Renan's "Vie de Jésus" was the first volume of a history of Christianity down to the time of Marcus Aurelius, which occupied his attention up to 1878. He had in the meantime been restored (1870) by the republic to his Hebrew professorship, and he devoted himself for the rest of his life to a history of the people of Israel in five volumes, the last two, published posthumously, bringing it down to the common era and thus connecting it with his other series. In his history he adopted Ewald's views of the sources of the Pentateuch, and regarded the Prophets somewhat as sublime socialists. In addition, Renan published translations of Job (1859), Canticles (1860), and Ecclesiastes (1882). His "Mission de Phénicie" (1874) is a valuable contribution to the history of Phenician civilization; and he was practically the founder of the "Corpus Inscriptionum Semiticarum," for which he edited the first volume, on Phenician inscriptions. Further, he edited the sections on the French rabbis contributed to the "Histoire Littéraire de la France" (vols. xxviii., xxxi.) by A. Neubauer, and made use of the latter's Talmudic knowledge both in his "Vie de Jésus" and in the subsequent volumes of his history, being the first savant to do so.

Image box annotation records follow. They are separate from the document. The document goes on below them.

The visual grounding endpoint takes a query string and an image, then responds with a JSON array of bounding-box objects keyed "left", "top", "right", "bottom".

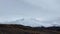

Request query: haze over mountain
[
  {"left": 1, "top": 18, "right": 60, "bottom": 27},
  {"left": 0, "top": 0, "right": 60, "bottom": 26}
]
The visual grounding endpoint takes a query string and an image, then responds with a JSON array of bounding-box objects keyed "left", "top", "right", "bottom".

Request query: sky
[{"left": 0, "top": 0, "right": 60, "bottom": 26}]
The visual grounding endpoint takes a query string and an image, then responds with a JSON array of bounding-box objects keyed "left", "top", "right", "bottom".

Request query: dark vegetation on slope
[{"left": 0, "top": 24, "right": 60, "bottom": 34}]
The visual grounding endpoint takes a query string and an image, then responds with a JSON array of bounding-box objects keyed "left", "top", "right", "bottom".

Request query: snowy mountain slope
[{"left": 2, "top": 18, "right": 60, "bottom": 27}]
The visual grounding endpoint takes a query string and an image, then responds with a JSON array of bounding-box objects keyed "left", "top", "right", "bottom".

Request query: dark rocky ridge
[{"left": 0, "top": 24, "right": 60, "bottom": 34}]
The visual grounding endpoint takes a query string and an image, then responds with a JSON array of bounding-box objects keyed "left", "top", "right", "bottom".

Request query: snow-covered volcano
[{"left": 2, "top": 18, "right": 60, "bottom": 27}]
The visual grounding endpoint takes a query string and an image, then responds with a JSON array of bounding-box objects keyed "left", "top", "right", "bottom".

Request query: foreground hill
[{"left": 0, "top": 24, "right": 60, "bottom": 34}]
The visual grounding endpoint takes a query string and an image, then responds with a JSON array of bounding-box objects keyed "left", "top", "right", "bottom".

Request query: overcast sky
[{"left": 0, "top": 0, "right": 60, "bottom": 22}]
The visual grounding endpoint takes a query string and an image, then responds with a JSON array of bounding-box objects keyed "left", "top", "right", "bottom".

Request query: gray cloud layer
[{"left": 0, "top": 0, "right": 60, "bottom": 26}]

In 1883 Renan delivered in Paris two discourses, on "Le Judaïsme Comme Race et Comme Religion" and "Le Judaïsme et le Christianisme" respectively; he contributed also to the "Revue des Etudes Juives."
- J. Jacobs, in Academy, Oct. 5, 1892;
- M. Darmsteter, Life of Ernest Renan, London, 1896;
- Lévy, La Synagogue et M. Renan (a reply to the Vie de Jésus), Lunéville, 1863.